[DRBD-user] High io-wait

Wed Aug 15 03:54:15 CEST 2012

On 08/14/2012 08:26 PM, Dennis Jacobfeuerborn wrote:
> Hi,
> now that I got the re-sync issue sorted by moving to 8.3 instead of 8.4 I'm
> investigating why I'm seeing an i/o load of 20% even when I run a fio
> sequential write test throttled to 5M/s. Once I disconnect the secondary
> node the i/o wait time decreases significantly so it seems the connection
> to the other node is the problem.
> I did a bandwidth test with iperf that shows 940Mbit/s and ping shows a
> latency of consistently 0.3ms so I can't really see an issue here.
> Any ideas what could be going on here.

By I/O load, do you mean, for example, the "%util" number iostat reports 
for the DRBD device? I've observed similar numbers in my production 
environment, and I've decided it's a non-issue.

I don't know the details of why that number is high for the DRBD device, 
but I pretty much ignore it for anything but a single physical spindle, 
and even then I consider it only a hint. The number is calculated from a 
counter which is incremented for each millisecond that a block device 
queue has a non-zero number of requests in it. iostat (and sar, and 
similar) calculate %util by reading this counter, finding the change 
since the last reading, then dividing that quantity by the number of ms 
elapsed since the last reading. Thus if the queue always had something 
in it, %util is 100%.

The problem is that always having something in the queue doesn't mean 
the device is saturated. A RAID 0 device, for example, won't reach full 
potential until at least as many requests as there are spindles are 
pending. You can make %util reach 100% on this RAID 0 device by issuing 
one request after another, but all but one spindle will be idle since 
there's never more than one thing to do, and the RAID device as a whole 
isn't saturated. The same is true (perhaps to a lesser extent) even of 
single physical drives with NCQ enabled, or of SSDs or RAID 5 devices 
given writes that don't write whole physical blocks/stripes, etc.

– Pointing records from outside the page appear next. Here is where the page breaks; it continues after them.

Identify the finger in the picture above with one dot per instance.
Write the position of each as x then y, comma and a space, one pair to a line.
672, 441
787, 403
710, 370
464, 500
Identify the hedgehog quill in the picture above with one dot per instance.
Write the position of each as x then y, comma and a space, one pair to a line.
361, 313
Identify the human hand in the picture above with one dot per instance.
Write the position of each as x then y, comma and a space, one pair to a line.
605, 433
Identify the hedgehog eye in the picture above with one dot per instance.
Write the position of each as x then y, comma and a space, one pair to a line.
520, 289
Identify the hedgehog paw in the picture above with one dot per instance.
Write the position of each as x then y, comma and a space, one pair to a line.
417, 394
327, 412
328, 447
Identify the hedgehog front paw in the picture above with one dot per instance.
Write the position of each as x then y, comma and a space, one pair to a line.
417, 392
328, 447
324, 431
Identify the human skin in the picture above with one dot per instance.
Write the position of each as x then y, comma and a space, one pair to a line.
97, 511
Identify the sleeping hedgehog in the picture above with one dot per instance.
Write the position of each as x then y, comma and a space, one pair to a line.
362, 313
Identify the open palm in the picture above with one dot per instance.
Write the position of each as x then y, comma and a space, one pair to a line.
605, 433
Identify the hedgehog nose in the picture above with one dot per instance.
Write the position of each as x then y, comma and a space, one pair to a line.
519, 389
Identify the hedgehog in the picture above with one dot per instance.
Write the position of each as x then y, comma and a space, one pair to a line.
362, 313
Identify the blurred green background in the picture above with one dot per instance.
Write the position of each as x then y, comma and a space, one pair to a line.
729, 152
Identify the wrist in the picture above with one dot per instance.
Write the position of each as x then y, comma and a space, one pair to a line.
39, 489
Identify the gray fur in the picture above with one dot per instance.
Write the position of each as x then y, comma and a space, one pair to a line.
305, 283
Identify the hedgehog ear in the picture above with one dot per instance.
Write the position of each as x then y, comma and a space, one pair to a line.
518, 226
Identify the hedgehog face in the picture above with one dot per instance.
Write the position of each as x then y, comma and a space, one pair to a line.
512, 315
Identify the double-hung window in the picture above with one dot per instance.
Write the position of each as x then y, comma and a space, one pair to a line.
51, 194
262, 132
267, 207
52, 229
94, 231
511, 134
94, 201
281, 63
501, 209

I suspect a similar phenomenon is at work in DRBD. I'd guess (and this 
is just a guess, I've never examined DRBD internals beyond what's in the 
manual) that the unusually high %util is due to the activity log [1] or 
perhaps some other housekeeping function. With a slow write, DRBD has 
time to create and clean a hot extent for each write it receives. So for 
each block actually written, maybe there are a handful of other writes 
to the activity log that are housekeeping overhead, which works out to 
something absurd like 500%, causing your high %util. Once you start 
giving DRBD more real write requests, however, all these writes can be 
batched into one activity log transaction, so now these same handful of 
housekeeping writes work out to a small overhead like 2%, and the 
unusually high %util vanishes.

[1] http://www.drbd.org/users-guide/s-activity-log.html